Juro por lo más sagrado, que nunca en mi vida escuché con tanta frecuencia y tanto entusiasmo cantar la Marchita, porque, claro, una porción significativa de la concurrencia al local era peronista, por lo que, apenas el Gringo daba vuelta el cuadro empezaban con la Marcha y a continuación con el famoso “Aeaea aeae, aeaea aeae... San Martín, Rosas, Perón fueron tres cosas divinas/ San Martin, Rosas, Perón, fueron tres cosa divinas, cada uno en su momento... salvaron a la Argentina/... aeaea aeae aeaea aeae...”. Y me cacho en diez.
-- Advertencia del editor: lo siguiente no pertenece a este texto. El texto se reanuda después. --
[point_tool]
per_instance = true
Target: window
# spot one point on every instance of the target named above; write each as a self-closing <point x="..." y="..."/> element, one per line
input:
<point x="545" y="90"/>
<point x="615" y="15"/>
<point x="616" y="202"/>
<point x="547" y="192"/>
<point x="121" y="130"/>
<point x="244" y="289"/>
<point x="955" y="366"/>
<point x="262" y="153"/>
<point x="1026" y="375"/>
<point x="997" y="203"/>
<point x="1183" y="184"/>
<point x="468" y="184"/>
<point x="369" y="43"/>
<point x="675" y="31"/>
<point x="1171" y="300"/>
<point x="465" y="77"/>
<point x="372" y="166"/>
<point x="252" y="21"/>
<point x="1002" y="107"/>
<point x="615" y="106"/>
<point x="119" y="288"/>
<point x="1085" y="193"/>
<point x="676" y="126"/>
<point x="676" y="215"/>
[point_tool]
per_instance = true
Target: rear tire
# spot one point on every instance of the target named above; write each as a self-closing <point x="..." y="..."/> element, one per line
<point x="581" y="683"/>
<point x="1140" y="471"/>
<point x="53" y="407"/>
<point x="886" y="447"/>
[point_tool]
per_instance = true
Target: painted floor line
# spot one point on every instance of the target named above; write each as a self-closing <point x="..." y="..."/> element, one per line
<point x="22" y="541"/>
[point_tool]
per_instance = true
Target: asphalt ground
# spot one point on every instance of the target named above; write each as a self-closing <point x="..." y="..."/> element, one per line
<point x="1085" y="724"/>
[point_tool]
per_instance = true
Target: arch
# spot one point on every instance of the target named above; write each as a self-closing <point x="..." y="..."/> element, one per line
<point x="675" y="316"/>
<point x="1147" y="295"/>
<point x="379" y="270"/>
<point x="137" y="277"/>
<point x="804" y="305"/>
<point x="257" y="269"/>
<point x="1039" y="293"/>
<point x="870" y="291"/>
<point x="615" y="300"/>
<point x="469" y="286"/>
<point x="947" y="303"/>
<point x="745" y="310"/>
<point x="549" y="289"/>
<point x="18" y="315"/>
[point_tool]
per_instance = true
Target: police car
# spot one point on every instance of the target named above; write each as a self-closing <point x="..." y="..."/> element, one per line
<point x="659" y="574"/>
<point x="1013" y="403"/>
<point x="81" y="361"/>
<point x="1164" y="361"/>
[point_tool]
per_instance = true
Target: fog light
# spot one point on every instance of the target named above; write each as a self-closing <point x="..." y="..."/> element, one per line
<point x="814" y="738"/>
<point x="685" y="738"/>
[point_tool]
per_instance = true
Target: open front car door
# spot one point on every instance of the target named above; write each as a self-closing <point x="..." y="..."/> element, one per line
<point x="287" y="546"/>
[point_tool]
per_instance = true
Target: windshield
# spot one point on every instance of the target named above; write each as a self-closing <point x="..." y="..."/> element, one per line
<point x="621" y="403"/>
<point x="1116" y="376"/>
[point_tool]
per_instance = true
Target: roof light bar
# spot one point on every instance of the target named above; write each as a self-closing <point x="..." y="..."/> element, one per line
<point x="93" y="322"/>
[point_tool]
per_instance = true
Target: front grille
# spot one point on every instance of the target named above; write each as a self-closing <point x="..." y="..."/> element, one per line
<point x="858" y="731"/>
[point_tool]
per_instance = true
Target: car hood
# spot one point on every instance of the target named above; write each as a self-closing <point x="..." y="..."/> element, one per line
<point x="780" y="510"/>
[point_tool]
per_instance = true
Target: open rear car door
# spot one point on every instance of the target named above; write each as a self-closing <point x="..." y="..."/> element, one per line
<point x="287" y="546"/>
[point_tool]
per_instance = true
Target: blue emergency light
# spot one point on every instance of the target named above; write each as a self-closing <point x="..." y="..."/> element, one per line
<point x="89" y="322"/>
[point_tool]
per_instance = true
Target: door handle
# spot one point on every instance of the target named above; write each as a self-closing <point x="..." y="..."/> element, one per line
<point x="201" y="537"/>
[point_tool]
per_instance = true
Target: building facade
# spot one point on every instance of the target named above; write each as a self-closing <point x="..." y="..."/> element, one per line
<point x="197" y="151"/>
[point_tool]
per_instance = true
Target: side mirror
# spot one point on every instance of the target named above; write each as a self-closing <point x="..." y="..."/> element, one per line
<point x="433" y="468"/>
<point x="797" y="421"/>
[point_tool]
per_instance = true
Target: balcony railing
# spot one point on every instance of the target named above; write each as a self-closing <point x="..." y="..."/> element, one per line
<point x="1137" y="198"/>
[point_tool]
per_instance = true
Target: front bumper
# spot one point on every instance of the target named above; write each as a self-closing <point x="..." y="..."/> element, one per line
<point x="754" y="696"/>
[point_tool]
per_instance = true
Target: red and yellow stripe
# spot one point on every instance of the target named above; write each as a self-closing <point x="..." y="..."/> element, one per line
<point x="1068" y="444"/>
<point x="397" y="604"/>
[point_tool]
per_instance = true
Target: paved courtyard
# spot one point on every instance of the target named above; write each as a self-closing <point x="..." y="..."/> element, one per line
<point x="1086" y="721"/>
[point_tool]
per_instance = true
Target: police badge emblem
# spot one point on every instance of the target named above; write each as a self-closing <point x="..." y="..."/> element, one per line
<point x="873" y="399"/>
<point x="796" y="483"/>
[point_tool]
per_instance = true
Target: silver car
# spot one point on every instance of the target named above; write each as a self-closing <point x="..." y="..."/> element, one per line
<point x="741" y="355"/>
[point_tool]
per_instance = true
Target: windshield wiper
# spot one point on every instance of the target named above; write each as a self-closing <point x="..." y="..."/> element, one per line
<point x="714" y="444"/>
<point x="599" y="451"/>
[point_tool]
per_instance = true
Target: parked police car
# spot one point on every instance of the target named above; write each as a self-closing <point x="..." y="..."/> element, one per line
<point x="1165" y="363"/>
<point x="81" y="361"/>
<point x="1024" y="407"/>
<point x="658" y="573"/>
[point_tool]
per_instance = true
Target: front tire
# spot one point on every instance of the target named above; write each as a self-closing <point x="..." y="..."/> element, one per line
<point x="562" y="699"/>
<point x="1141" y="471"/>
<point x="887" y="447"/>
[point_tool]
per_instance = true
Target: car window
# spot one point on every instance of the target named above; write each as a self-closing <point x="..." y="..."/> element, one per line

Justo a mí me tocaba atravesar por esos percances, justo yo que desde chiquito, gracias a Dios, siempre fui antiperonista. Y por esas vueltas de la vida me forjé -o me vacunaron- escuchando esos cánticos, al punto que hasta el día de hoy no los puedo borrar de mi memoria. “Cuando Dios hizo a Lanusse estaba jugando al ludo/ cuando Dios hizo a Lanusse estaba jugando al ludo/ y es por eso que le dicen... Alejandro el pelotudo... aeaea aeae, aeaea aeae”. Y uno se quedaba allí, corriendo el riesgo incluso de terminar en cana sin comerla ni beberla, porque uno era un irresponsable, porque el vino era rico, porque las noches entonces eran generosas y acechantes y porque siempre había alguna mujer pelo oscuro, ojos claros, sonrisa tramposa, que mientras cantaba la Marchita, prometía o insinuaba algo. Y porque para bien o para mal, entonces éramos todos amigos. ¿No es así Raúl? ¿No es así Lorenzo? ¿No es así Gringo? ¿No es así Luis? ¿No es así Liliana?